If in the past you interviewed any great business leader about what it took to build a great business, they would probably have pointed to three (3) basic elements:
- People – Comprised of all layers of personnel, from C-suite executives to the warehouse clerks, who bring vision, creativity, leadership, and passion to bringing products and service to market, and pleasing customers.
- Process – The structured and disciplined series of actions, steps, and procedures personnel must complete to perform the work of the company. These processes are only as good the people who design, manage, and perform them.
- Technology – Systemic infrastructure that automates processes, tracks and controls transactions, and reports on the company’s operational and financial performance.
This statement is no longer complete to model modern day businesses, especially those involved in service. Why not? The statement doesn’t include the most crucial elements of managing a service business; data.
Data enables service companies to forecast and anticipate when, where, and how often service will be required. This in turn enables the provider to ramp up or scale down service resources (e.g., people, parts) based on demand patterns. In addition, it provides service providers with the business intelligence they need to guarantee specific levels of service to their customers. Furthermore, data forms the basis of a service company’s research and development efforts. By examining trends and patterns in the data, a service company can identify opportunities to help their customers in new and better ways. More importantly, data allows a service company to optimize (i.e., make the highest and best use of) service resources, improve service productivity, maximize efficiency, and enhance the customer experience.

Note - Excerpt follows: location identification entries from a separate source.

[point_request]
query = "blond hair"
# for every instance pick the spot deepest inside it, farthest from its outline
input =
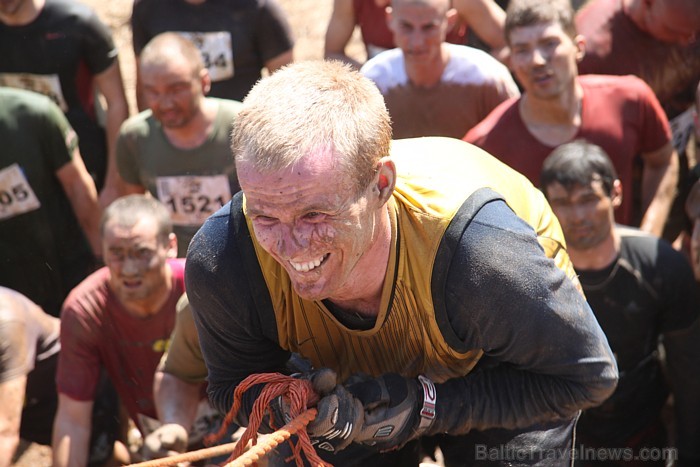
(166, 46)
(313, 105)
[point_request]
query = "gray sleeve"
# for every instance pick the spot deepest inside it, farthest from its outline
(545, 356)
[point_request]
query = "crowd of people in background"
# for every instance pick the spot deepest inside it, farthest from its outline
(481, 239)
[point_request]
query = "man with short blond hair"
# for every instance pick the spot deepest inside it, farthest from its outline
(401, 271)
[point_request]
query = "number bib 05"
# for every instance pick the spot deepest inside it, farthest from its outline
(16, 194)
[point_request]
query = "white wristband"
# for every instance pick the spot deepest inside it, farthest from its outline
(427, 412)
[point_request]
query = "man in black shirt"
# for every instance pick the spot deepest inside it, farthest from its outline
(642, 291)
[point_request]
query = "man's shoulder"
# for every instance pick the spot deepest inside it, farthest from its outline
(228, 108)
(625, 84)
(386, 69)
(90, 296)
(644, 248)
(503, 119)
(596, 14)
(611, 88)
(213, 235)
(19, 103)
(469, 65)
(77, 13)
(140, 125)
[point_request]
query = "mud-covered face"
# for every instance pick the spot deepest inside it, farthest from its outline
(419, 31)
(172, 91)
(312, 220)
(544, 58)
(137, 259)
(585, 213)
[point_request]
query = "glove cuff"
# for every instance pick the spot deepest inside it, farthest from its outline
(427, 411)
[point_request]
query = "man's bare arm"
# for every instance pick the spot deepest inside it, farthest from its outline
(11, 401)
(339, 32)
(82, 194)
(71, 432)
(110, 85)
(659, 179)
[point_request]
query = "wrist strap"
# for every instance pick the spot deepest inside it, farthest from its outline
(427, 412)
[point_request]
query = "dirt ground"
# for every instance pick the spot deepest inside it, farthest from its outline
(308, 19)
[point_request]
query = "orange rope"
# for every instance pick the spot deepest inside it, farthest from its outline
(300, 395)
(265, 445)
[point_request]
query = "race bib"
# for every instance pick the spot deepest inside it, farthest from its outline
(681, 129)
(48, 85)
(216, 51)
(16, 195)
(192, 198)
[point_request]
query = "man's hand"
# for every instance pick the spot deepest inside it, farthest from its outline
(396, 409)
(167, 440)
(338, 422)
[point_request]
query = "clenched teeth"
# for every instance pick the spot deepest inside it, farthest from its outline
(308, 265)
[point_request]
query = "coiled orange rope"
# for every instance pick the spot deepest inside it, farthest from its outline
(300, 395)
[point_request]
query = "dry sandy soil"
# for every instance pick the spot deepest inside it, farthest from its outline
(308, 19)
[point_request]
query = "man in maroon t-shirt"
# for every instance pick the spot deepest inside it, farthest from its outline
(119, 318)
(620, 114)
(656, 40)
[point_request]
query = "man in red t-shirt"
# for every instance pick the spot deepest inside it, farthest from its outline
(119, 318)
(656, 40)
(620, 114)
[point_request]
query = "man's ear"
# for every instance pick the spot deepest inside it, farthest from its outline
(452, 19)
(580, 42)
(616, 194)
(172, 246)
(385, 180)
(205, 81)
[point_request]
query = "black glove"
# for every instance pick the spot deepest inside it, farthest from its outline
(339, 416)
(396, 409)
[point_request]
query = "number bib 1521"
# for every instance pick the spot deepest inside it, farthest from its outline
(16, 194)
(192, 198)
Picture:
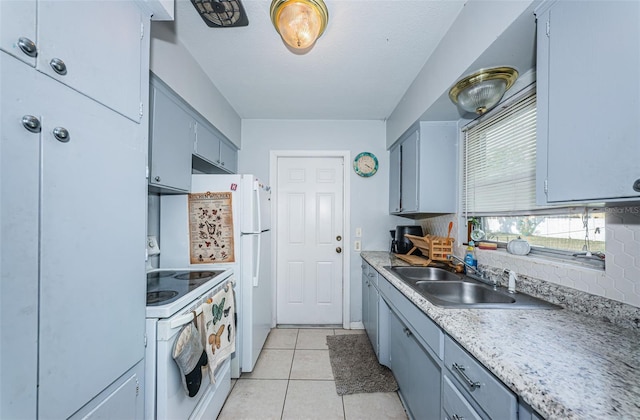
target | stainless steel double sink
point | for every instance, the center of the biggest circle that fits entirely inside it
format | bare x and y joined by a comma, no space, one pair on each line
452,290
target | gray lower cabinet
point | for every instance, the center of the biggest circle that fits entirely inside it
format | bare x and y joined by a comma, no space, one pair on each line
437,378
490,397
588,94
416,371
370,298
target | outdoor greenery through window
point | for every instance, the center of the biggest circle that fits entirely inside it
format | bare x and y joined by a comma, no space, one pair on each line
499,186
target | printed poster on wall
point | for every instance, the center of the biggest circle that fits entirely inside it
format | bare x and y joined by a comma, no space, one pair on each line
211,228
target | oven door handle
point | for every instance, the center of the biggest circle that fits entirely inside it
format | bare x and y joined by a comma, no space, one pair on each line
185,319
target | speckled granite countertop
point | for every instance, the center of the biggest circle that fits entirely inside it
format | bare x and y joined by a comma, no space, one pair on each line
563,364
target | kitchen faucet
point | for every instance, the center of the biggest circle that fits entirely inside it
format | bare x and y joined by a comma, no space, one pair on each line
479,275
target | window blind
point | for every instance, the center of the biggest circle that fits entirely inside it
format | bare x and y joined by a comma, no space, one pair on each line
500,161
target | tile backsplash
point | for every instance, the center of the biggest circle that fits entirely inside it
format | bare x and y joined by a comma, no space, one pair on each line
620,281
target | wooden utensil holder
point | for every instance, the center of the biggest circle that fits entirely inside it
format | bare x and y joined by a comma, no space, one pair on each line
433,248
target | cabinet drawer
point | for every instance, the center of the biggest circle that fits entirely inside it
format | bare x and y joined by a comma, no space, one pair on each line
425,329
455,404
490,394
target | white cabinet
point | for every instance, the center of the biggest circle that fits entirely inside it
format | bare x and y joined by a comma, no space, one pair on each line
75,43
172,134
422,177
73,227
588,90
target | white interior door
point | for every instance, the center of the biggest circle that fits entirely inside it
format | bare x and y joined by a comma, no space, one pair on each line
309,243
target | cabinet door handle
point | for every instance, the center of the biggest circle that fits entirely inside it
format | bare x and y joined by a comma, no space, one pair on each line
58,66
61,134
27,46
31,123
460,370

Typically, when service businesses face financial troubles it is because they do not appreciate the importance of data to their business. Without the ability to utilize data to manage service capability, service quality (i.e., performance) suffers, customers become dissatisfied and eventually leave. In addition, service providers miss the opportunity to offer high margin, value-added services to their customers, such as 4-hour response time, remote telephone resolution, or overnight delivery of spare parts.

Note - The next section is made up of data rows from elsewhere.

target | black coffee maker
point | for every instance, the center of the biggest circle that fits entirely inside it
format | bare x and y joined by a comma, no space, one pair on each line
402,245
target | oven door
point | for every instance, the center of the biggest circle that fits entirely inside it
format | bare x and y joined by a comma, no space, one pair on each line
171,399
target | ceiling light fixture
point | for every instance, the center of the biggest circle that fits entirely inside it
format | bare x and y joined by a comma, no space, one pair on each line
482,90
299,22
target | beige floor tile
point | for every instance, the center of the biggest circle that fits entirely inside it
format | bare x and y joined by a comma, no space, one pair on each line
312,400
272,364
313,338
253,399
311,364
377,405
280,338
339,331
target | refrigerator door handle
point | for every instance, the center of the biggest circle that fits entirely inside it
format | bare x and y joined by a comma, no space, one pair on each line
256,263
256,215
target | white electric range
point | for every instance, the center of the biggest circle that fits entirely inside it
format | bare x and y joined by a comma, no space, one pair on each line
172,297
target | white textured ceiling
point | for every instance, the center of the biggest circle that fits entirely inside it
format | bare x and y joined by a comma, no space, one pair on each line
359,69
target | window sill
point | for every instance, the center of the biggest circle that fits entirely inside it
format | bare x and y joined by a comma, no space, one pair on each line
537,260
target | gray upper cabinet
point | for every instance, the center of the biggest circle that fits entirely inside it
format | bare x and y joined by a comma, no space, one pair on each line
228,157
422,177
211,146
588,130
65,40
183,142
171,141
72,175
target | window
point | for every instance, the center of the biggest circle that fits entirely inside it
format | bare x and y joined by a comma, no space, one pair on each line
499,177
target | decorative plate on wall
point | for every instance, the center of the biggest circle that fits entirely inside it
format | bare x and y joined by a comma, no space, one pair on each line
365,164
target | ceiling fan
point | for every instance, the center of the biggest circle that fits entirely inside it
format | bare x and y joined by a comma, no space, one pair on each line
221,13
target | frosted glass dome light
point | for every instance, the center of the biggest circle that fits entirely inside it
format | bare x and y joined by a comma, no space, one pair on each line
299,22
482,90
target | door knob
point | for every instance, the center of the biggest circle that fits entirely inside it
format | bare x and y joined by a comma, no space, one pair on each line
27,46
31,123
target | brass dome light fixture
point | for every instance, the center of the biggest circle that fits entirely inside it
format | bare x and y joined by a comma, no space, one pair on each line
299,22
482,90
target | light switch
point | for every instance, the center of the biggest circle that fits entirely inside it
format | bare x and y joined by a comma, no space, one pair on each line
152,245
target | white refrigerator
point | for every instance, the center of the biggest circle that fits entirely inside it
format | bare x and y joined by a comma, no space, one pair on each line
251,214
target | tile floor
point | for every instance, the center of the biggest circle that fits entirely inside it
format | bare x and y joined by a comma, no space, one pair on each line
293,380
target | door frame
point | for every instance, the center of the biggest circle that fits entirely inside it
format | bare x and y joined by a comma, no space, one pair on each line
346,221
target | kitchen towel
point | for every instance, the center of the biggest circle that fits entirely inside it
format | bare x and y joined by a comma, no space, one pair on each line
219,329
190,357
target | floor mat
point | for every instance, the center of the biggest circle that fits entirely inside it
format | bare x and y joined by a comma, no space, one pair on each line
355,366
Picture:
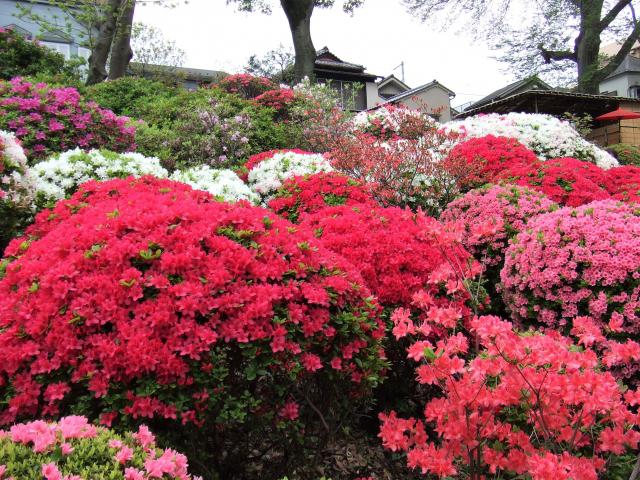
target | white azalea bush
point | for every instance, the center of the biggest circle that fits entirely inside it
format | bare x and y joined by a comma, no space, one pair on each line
17,189
268,176
223,184
61,175
548,136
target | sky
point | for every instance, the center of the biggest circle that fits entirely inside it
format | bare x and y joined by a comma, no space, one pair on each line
379,35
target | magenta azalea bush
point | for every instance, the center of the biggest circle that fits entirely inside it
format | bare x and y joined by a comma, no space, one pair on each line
73,449
490,216
577,262
50,120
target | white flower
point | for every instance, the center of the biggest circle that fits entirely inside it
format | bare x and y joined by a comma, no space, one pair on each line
17,188
269,175
548,136
61,175
223,184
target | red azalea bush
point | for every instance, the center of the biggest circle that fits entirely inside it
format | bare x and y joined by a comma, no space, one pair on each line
280,100
577,262
312,193
48,120
567,181
623,183
527,405
404,172
492,215
486,157
395,250
73,449
245,85
139,298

Data becomes ever more important as we consider one of the most significant trends impacting the Technology Industry, “Servitization”. This trend describes the transformation that many companies are undertaking as they move from primarily selling products to generating a sizable portion of revenue and profits from services. Ultimately, the path toward Servitization leads companies toward offering anything as a service (XaaS).
To deliver on this outcome in the high-tech industry (e.g., copiers), the provider of the XaaS solution must ensure the machine is available and running at optimal performance when the customer needs to use it. Otherwise, the provider cannot deliver on its promise. Neither the provider nor customer can afford extended periods of equipment downtime, or else they lose money since their revenue is tied to outcomes. This means the provider must be able to anticipate problems before they occur and avoid them, or quickly mitigate or resolve them once they do occur. With this data in hand, the provider can ensure resources are available when needed and that the customer receives the outcome it purchased.
Given the crucial aspect of data to managing a field service business, it is no wonder that Artificial Intelligence (AI) is becoming so popular in Field Service. These tools enable service providers to quickly and efficiency analyze large pools of data to diagnose, anticipate, and predict service events. Data, leveraged by AI, provides field service companies with the unique X-factor they need to achieve achieve exponential growth, exceed customer requirements, and maximize financial returns.